Has modern childhood become a pressure cooker?
What kind of childhood is ideal for children?
Naturally, we want our kids to be happy and healthy. We want them to have the values we hold dear. We hope that they will turn into resilient and successful adults. But what nurtures these outcomes? How do we form the soil that grows these sturdy individuals? It’s so difficult to know how today’s parental decisions will impact our youngsters 20 years in the future.
Reflect back on your own youth. What do you remember? What do you think influenced your life in a positive way? What was unhealthy? I rarely hear adults talk about all the toys they had as children, the big house they lived in, or the nice car their parents drove. They don’t talk about the grades they earned in high school or their batting average in Little League. They rarely talk about the destinations they visited on vacations.

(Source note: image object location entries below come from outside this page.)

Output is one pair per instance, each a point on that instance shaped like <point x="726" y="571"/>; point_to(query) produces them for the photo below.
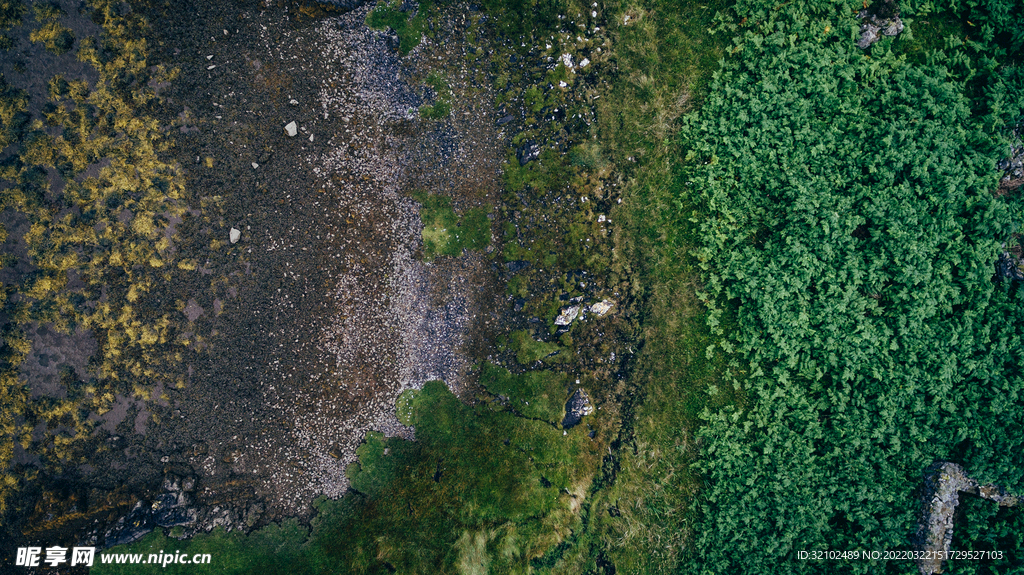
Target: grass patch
<point x="409" y="28"/>
<point x="527" y="350"/>
<point x="538" y="394"/>
<point x="424" y="505"/>
<point x="448" y="233"/>
<point x="442" y="97"/>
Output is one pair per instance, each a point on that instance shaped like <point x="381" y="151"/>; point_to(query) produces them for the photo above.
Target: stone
<point x="576" y="408"/>
<point x="602" y="308"/>
<point x="944" y="482"/>
<point x="567" y="315"/>
<point x="875" y="26"/>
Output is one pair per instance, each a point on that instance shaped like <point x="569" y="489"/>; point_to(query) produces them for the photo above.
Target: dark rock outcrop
<point x="883" y="20"/>
<point x="943" y="484"/>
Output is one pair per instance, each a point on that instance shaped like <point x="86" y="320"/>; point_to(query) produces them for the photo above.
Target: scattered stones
<point x="935" y="531"/>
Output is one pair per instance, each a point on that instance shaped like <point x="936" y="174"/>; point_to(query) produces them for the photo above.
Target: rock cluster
<point x="883" y="21"/>
<point x="942" y="486"/>
<point x="577" y="407"/>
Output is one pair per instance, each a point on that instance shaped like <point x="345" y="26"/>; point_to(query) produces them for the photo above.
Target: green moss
<point x="437" y="111"/>
<point x="442" y="93"/>
<point x="403" y="406"/>
<point x="446" y="233"/>
<point x="409" y="28"/>
<point x="10" y="13"/>
<point x="540" y="394"/>
<point x="527" y="350"/>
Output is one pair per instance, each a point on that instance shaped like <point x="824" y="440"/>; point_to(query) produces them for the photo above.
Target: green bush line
<point x="847" y="216"/>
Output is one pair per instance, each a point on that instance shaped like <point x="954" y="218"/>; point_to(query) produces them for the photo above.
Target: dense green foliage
<point x="848" y="218"/>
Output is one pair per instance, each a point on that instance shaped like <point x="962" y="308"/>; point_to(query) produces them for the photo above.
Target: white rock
<point x="567" y="315"/>
<point x="602" y="308"/>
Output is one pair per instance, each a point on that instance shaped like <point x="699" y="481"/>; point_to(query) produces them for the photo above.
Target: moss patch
<point x="538" y="394"/>
<point x="409" y="28"/>
<point x="446" y="233"/>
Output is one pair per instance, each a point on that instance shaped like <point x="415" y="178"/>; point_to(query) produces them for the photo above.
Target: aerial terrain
<point x="549" y="286"/>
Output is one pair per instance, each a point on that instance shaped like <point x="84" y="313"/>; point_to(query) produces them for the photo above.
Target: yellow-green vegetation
<point x="540" y="394"/>
<point x="409" y="26"/>
<point x="527" y="350"/>
<point x="446" y="233"/>
<point x="442" y="97"/>
<point x="10" y="13"/>
<point x="98" y="200"/>
<point x="56" y="37"/>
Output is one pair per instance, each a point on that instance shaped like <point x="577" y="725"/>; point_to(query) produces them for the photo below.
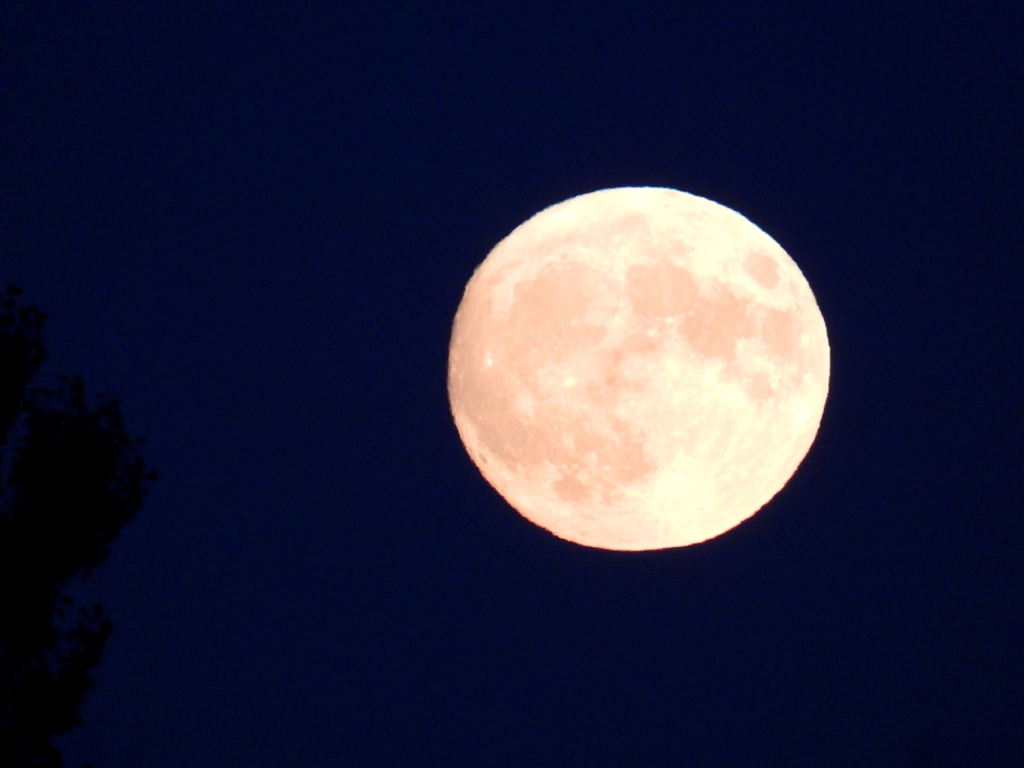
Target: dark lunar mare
<point x="71" y="477"/>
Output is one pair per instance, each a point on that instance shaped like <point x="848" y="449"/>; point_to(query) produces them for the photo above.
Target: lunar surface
<point x="637" y="369"/>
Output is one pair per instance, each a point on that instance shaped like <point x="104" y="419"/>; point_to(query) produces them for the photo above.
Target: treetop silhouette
<point x="71" y="477"/>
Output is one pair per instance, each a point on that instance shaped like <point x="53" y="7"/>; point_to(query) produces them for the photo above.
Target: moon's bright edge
<point x="637" y="369"/>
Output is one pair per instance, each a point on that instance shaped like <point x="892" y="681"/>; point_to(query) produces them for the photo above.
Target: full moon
<point x="638" y="369"/>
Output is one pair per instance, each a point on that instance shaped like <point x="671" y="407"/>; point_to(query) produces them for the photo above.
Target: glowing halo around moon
<point x="637" y="369"/>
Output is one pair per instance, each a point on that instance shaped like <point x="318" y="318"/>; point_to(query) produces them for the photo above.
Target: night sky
<point x="254" y="222"/>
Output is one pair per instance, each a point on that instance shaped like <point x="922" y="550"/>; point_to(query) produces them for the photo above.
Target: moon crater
<point x="638" y="369"/>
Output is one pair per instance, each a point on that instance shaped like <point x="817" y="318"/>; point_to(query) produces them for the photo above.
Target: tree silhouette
<point x="70" y="478"/>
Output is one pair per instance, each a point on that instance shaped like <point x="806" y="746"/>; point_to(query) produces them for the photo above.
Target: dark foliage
<point x="75" y="478"/>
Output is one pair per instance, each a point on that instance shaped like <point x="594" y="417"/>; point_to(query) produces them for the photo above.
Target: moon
<point x="638" y="369"/>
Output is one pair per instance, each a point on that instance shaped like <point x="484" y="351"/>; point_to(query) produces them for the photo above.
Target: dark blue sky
<point x="255" y="222"/>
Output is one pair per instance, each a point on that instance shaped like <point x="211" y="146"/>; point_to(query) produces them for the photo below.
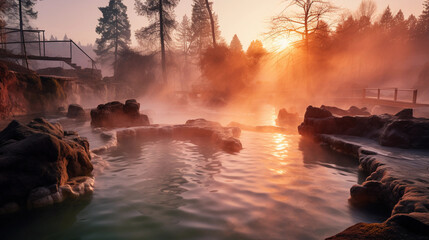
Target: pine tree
<point x="212" y="21"/>
<point x="11" y="13"/>
<point x="386" y="20"/>
<point x="423" y="23"/>
<point x="114" y="30"/>
<point x="236" y="44"/>
<point x="161" y="16"/>
<point x="184" y="36"/>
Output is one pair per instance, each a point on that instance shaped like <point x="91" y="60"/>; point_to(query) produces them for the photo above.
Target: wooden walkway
<point x="390" y="97"/>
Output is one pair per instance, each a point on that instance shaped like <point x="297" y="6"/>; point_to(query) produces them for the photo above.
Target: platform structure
<point x="392" y="97"/>
<point x="13" y="49"/>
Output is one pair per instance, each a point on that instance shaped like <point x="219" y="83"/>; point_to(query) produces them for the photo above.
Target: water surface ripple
<point x="278" y="187"/>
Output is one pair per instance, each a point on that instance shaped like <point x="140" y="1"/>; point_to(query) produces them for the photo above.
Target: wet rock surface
<point x="117" y="114"/>
<point x="75" y="111"/>
<point x="199" y="131"/>
<point x="400" y="130"/>
<point x="39" y="163"/>
<point x="352" y="111"/>
<point x="263" y="129"/>
<point x="396" y="179"/>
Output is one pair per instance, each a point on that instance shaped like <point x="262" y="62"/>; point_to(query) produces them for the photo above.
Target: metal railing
<point x="391" y="92"/>
<point x="42" y="47"/>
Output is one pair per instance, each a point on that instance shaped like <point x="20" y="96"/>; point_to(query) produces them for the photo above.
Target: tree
<point x="212" y="23"/>
<point x="161" y="16"/>
<point x="184" y="40"/>
<point x="236" y="44"/>
<point x="399" y="25"/>
<point x="201" y="27"/>
<point x="386" y="20"/>
<point x="304" y="23"/>
<point x="423" y="22"/>
<point x="12" y="16"/>
<point x="114" y="30"/>
<point x="256" y="49"/>
<point x="412" y="26"/>
<point x="367" y="9"/>
<point x="184" y="36"/>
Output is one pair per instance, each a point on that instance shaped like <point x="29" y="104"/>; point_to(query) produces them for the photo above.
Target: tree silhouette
<point x="11" y="13"/>
<point x="212" y="22"/>
<point x="114" y="30"/>
<point x="184" y="36"/>
<point x="236" y="44"/>
<point x="423" y="24"/>
<point x="201" y="27"/>
<point x="304" y="23"/>
<point x="161" y="16"/>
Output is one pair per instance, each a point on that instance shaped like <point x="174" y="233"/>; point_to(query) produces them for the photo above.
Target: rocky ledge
<point x="397" y="179"/>
<point x="41" y="164"/>
<point x="199" y="131"/>
<point x="401" y="130"/>
<point x="117" y="114"/>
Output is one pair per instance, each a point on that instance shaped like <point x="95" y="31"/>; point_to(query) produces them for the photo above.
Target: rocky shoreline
<point x="397" y="179"/>
<point x="41" y="164"/>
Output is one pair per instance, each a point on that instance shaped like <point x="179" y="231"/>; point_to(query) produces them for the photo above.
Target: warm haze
<point x="214" y="119"/>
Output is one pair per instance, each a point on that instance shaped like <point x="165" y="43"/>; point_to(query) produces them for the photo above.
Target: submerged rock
<point x="75" y="111"/>
<point x="116" y="114"/>
<point x="401" y="130"/>
<point x="352" y="111"/>
<point x="286" y="119"/>
<point x="396" y="181"/>
<point x="36" y="161"/>
<point x="199" y="131"/>
<point x="264" y="129"/>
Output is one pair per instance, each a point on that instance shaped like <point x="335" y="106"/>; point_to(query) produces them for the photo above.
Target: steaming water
<point x="278" y="187"/>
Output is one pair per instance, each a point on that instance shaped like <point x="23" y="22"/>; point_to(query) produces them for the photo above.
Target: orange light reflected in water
<point x="281" y="153"/>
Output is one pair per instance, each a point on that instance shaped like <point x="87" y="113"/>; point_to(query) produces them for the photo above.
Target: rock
<point x="285" y="118"/>
<point x="367" y="194"/>
<point x="37" y="157"/>
<point x="313" y="112"/>
<point x="75" y="111"/>
<point x="393" y="131"/>
<point x="264" y="129"/>
<point x="411" y="133"/>
<point x="116" y="114"/>
<point x="405" y="114"/>
<point x="353" y="111"/>
<point x="199" y="131"/>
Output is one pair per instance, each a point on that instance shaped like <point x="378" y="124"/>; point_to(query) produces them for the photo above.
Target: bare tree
<point x="212" y="23"/>
<point x="300" y="17"/>
<point x="367" y="8"/>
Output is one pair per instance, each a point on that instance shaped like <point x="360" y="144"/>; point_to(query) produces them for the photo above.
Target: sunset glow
<point x="214" y="119"/>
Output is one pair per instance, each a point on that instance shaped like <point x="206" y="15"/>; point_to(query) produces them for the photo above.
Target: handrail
<point x="82" y="51"/>
<point x="395" y="96"/>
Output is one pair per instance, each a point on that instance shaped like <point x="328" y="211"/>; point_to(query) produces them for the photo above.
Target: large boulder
<point x="117" y="114"/>
<point x="400" y="130"/>
<point x="75" y="111"/>
<point x="38" y="161"/>
<point x="199" y="131"/>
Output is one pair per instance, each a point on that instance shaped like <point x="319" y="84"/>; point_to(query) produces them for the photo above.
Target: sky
<point x="249" y="19"/>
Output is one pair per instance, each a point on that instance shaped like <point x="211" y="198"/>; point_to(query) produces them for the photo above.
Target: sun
<point x="283" y="43"/>
<point x="280" y="44"/>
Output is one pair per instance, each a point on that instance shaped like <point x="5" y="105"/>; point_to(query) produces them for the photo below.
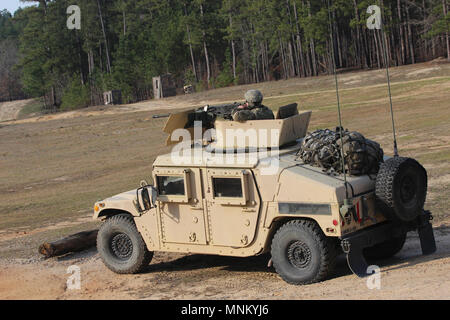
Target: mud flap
<point x="355" y="258"/>
<point x="354" y="244"/>
<point x="426" y="234"/>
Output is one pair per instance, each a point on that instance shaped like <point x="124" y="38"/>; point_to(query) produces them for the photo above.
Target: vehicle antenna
<point x="386" y="63"/>
<point x="333" y="63"/>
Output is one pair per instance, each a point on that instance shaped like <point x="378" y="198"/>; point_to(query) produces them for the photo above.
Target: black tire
<point x="121" y="246"/>
<point x="301" y="253"/>
<point x="385" y="249"/>
<point x="401" y="188"/>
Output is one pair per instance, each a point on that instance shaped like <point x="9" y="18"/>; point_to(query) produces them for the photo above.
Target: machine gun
<point x="208" y="114"/>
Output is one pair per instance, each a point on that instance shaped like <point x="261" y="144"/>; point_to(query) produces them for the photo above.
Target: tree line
<point x="123" y="44"/>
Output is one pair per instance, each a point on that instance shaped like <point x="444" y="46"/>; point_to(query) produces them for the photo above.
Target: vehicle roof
<point x="207" y="156"/>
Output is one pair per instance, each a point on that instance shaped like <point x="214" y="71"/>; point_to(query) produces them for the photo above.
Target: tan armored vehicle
<point x="244" y="191"/>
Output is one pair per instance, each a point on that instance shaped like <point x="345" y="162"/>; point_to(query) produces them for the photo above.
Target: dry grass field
<point x="54" y="167"/>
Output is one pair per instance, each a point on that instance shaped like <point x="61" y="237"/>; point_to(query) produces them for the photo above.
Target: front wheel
<point x="121" y="246"/>
<point x="301" y="253"/>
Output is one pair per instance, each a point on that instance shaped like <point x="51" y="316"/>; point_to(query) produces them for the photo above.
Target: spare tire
<point x="401" y="188"/>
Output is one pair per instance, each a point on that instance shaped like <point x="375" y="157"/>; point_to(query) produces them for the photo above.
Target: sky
<point x="13" y="5"/>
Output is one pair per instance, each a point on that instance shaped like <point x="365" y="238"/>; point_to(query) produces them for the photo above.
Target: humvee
<point x="255" y="202"/>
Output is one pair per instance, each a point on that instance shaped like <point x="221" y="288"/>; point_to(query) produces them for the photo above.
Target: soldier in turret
<point x="252" y="109"/>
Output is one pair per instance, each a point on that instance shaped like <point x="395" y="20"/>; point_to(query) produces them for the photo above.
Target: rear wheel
<point x="121" y="246"/>
<point x="301" y="253"/>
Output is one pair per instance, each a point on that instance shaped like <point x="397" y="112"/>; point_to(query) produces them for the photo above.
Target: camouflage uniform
<point x="252" y="109"/>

We do recall the atmosphere of love or tension in our homes, how our parents got along, relationships with siblings and friends, adventures, and major life changes. We remember our parents showing up or not showing up. We recall our connection with our parents—who they were and how they were.
We are also profoundly impacted by the times that we were raised in. My parents grew up during the depression and were young adults during World War II. They were strongly influenced by the social, political, and economic events of the day. I was shaped by the social and political upheaval of the 1960’s. My children grew up in the 1980’s and 1990’s, which was a time of economic narrowing. While the atmosphere of our time has a huge impact on our experience, as parents we have no control over these factors.
But, despite today’s parent’s thoughtful and intentional childrearing (as opposed to my parent’s generation who didn’t think about it much at all), many kids are struggling. An anonymous survey among High School students in a Silicon Valley community found that of 2,100 students, 54% showed moderate to severe symptoms of depression. Eighty percent described moderate to severe anxiety! An American Psychological Association study found that one-third of teenagers felt that “stress” was negatively impacting their mood. Other studies found that kids are getting two hours less sleep than is recommended. There has been an explosion of young children in their Primary Care Providers offices with headaches, stomach problems, and insomnia—all conditions that are stress related.
In my office, I see a parade of children who are worried. Will I make the track team? Will I get good grades? What if I get a bad grade on a test? What if I don’t get good enough grades? What kind of future will I have? They have absorbed a sense that adult life is extremely competitive—only the top few will be successful.
At the same time, employers are concerned that young workers lack critical thinking skills, creative capacity, and the ability to think “outside of the box”—all elements of business in the 21st century.
So what can parents do?
- Slow it down. More is not better. Give kids a chance to be kids, to play, to explore, to invent, and to create. Be thoughtful about how much is on your family’s plate! Today’s parents need to pare activities down, not add events to their day and week. We need to have more time to connect with each other while we sitting still rather than in motion.
- Focus on what’s important. Despite popular thought, high grades in High School don’t actually correlate with success in life. Think about the skills that adults need—creative thinking, integrity, flexibility, problem solving, grit, and resilience. What experiences nurture those capacities?
- Be on the lookout for overstressed kiddos. If your children are showing signs of worry and anxiety, think about whether your expectations are realistic.
- Be the adult that you want your children to become.